CE Ethics in Professional Practice and Conduct
This session will earn 1.5 PDHs
Abstract:The provision of professional engineering services is governed by state licensing laws and rules of professional conduct and ethics. Professional licensure is granted by states only to those who have demonstrated their knowledge and judgment by meeting the established criteria of education, examination, and experience. Holding such a license means accepting the technical and ethical obligations of the profession and being registered requires an engineer to take personal responsibility for the engineering work performed under his/her supervisory control.
This presentation will provide convention participants from students to seasoned professionals with best-practice requirements and guidelines for professional engineering. Leading with an overview of the fundamental canons, rules of practice and professional obligations of the licensure code of ethics, participants will learn how the legal concept, “fiduciary duty,” applies to the practice of engineering and be introduced to the basic tenets of an exemplary code of conduct used successfully by major U.S. A/E firms. The presentation will address qualifications to perform engineering work in terms of the business licensing/registration, professional performance and compliance, and scope of work and contracts.

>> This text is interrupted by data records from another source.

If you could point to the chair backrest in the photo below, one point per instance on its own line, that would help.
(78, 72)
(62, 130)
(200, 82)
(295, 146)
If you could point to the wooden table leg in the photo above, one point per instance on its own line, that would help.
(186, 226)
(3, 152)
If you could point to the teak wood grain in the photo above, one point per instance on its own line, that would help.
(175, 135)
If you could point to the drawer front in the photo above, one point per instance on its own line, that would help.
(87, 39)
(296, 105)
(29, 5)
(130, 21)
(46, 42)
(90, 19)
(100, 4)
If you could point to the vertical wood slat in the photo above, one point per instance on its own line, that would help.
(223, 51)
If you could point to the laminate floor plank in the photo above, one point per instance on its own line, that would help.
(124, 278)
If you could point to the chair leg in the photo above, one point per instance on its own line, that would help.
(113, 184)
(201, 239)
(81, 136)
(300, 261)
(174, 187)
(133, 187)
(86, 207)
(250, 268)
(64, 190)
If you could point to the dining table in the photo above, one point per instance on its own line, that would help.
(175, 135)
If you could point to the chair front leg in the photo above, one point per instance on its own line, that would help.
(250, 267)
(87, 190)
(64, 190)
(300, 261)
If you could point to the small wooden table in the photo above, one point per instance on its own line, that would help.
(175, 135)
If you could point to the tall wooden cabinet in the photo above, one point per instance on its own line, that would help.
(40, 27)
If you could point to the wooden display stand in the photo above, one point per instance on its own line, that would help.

A section on the delivery of contractual obligations addresses best-practice steps related to the organization, qualified personnel, subconsultants, quality control and scope changes, summarizing with key takeaways.
- Name five fundamental canons of the Code of Ethics that engineers and architects should follow in the fulfillment of their professional duties, as defined by one of the professional engineering societies to which the professional belongs, such as ASCE, NSPE, etc.
- Identify six rules of practice for engineers, as defined by the Professional Engineering Board for the individual’s home state AND name five business licensing/registration requirements for a professional service firm to be qualified to perform work within any US jurisdiction, in accordance with state laws.
- Identify four key criteria that all subconsultants must meet in order to be considered for the work.